250,000 more seniors to get pension due to hike in program budget
Almost a quarter-million more indigent senior citizens will receive the P6,000 annual pension from the government next year, the chair of the Senate Finance Sub-Committee that reviews the budget for that program said today.
Senate President Pro-Tempore Ralph G. Recto, who oversees the budget of the Department of Social Welfare and Development (DSWD), said funding for the DSWD-run Social Pension for Indigent Senior Citizens Program will increase from the current P5.96 billion to P7.51 billion next year.
The P1.54 billion hike would fund the enrollment of an additional 243,332 seniors, or to 1,182,914 from this year’s 939,609.
“The proposal that we received is that all indigent seniors 60 years old and above will be covered by the proposed allocation,” Recto said.
Despite this, the Senate will still double check the figures “because we want to adopt a No Senior Left Behind policy on this,” Recto said.
He said the Senate has a “good track record” in expanding the coverage of “social protection programs.”
He cited the 2015 budget of the senior pension program, which was originally pegged at P4.76 billion but which the Senate successfully raised to P5.96 billion, “by cutting the fat in the budget and rechanneling it to good programs.”
After Recto introduced the proposal to increase the funding, then Senate Finance Committee head Sen.
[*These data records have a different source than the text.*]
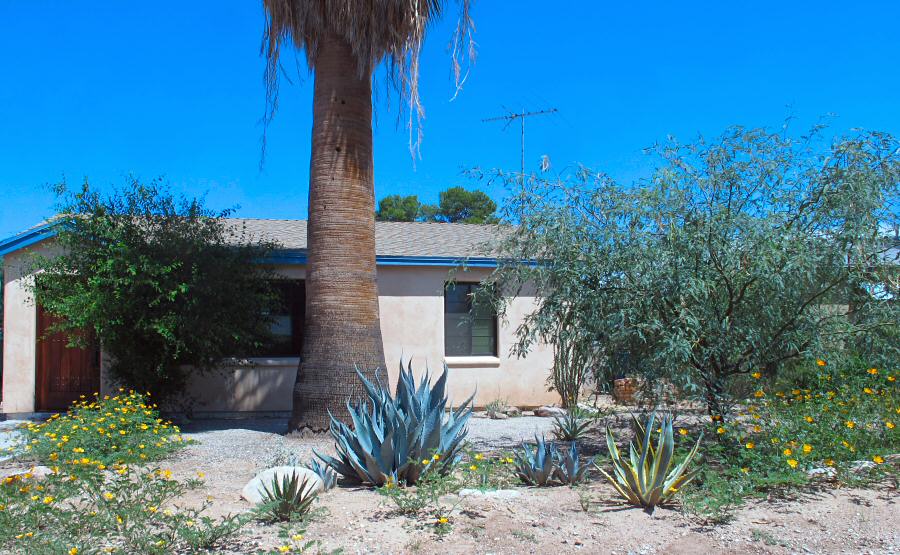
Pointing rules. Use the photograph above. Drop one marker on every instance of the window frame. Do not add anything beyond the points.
(494, 324)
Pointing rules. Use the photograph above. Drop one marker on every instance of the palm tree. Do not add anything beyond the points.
(344, 41)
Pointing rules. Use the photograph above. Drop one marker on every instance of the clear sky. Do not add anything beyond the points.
(103, 89)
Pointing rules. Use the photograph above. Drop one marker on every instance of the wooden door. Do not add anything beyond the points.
(63, 373)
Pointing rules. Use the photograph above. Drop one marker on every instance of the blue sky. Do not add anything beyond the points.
(174, 89)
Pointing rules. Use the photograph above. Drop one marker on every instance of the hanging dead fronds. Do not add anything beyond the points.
(389, 31)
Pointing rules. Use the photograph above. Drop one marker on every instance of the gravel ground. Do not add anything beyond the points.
(830, 519)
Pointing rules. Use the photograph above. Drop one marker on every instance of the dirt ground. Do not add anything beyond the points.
(545, 520)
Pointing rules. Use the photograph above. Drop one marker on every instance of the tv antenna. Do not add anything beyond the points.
(521, 116)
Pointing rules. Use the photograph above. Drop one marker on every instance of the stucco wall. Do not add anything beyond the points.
(412, 325)
(412, 322)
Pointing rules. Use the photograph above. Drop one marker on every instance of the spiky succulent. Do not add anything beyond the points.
(536, 466)
(324, 472)
(569, 468)
(287, 497)
(645, 479)
(572, 426)
(395, 438)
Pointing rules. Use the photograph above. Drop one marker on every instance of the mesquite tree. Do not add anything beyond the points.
(737, 255)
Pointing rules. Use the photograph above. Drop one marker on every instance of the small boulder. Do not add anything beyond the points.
(546, 411)
(253, 491)
(503, 494)
(861, 467)
(34, 472)
(824, 473)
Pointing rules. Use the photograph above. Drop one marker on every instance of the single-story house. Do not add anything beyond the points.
(421, 318)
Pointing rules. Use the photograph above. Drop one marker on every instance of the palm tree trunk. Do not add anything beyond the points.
(342, 329)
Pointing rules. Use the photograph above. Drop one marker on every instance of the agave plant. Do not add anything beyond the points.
(287, 497)
(569, 468)
(324, 472)
(572, 426)
(536, 467)
(647, 478)
(397, 437)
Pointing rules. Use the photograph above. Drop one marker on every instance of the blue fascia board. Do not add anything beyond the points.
(283, 256)
(26, 239)
(298, 257)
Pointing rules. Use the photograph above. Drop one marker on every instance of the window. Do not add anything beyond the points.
(287, 322)
(467, 332)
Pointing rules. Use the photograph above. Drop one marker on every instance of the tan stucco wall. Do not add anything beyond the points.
(412, 323)
(19, 331)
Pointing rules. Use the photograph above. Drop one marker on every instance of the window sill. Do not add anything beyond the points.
(261, 362)
(472, 362)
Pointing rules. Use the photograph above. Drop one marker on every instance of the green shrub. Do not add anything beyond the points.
(86, 509)
(830, 417)
(121, 429)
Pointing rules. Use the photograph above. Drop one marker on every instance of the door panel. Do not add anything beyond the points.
(63, 373)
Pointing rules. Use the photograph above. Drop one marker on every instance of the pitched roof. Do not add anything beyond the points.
(401, 239)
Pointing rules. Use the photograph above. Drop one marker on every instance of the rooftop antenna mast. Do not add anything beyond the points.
(521, 116)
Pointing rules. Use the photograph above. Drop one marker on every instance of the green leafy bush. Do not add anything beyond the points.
(401, 435)
(645, 479)
(167, 286)
(124, 428)
(823, 416)
(83, 508)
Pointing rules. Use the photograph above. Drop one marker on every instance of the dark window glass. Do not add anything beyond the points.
(467, 332)
(287, 322)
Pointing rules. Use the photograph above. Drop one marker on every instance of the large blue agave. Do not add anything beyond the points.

Chiz Escudero endorsed the amendment of the budget bill so more seniors could be brought into the program.
The grant of a monthly pension to “economically disadvantaged” seniors is mandated by Republic Act 9994 or the Expanded Senior Citizens Act of 2010, a measure Sen. Pia Cayetano authored.
Last year, the program only covered seniors 77 years old and above.
This year, as a result of the Senate initiative, the cut-off age was brought down to 65.
“What is left is to close the gap, and finally bring in all qualified seniors to the program. After all that’s what the law says. But due to budget constraints, this was implemented on an incremental basis,” Recto explained.
RA 9994 defines an “indigent senior citizen” as someone 60 years old and above who is “frail, sickly, or with disability, and without pension or permanent source of income, compensation or financial assistance from his relatives to support his needs.”
“Ito ‘yung hindi lang may edad na, may sakit pa o kapansanan, walang trabaho, walang may-kayang kamag-anak na kumukupkop at walang ibang pensyong natatanggap. These are people in extremely difficult circumstances,” Recto said.
“Kung tutuusin ang P500 a month ay kulang pa nga. Kaya kung maliit na nga, bakit pa natin ipagkakait?” he added.
The DSWD has identified the beneficiaries in a series of surveys and poverty mapping drives conducted under the National Household Targeting System for Poverty Reduction.
In its census, the DSWD included other economic, social, health, housing information to better identify the indigents truly deserving of the pension.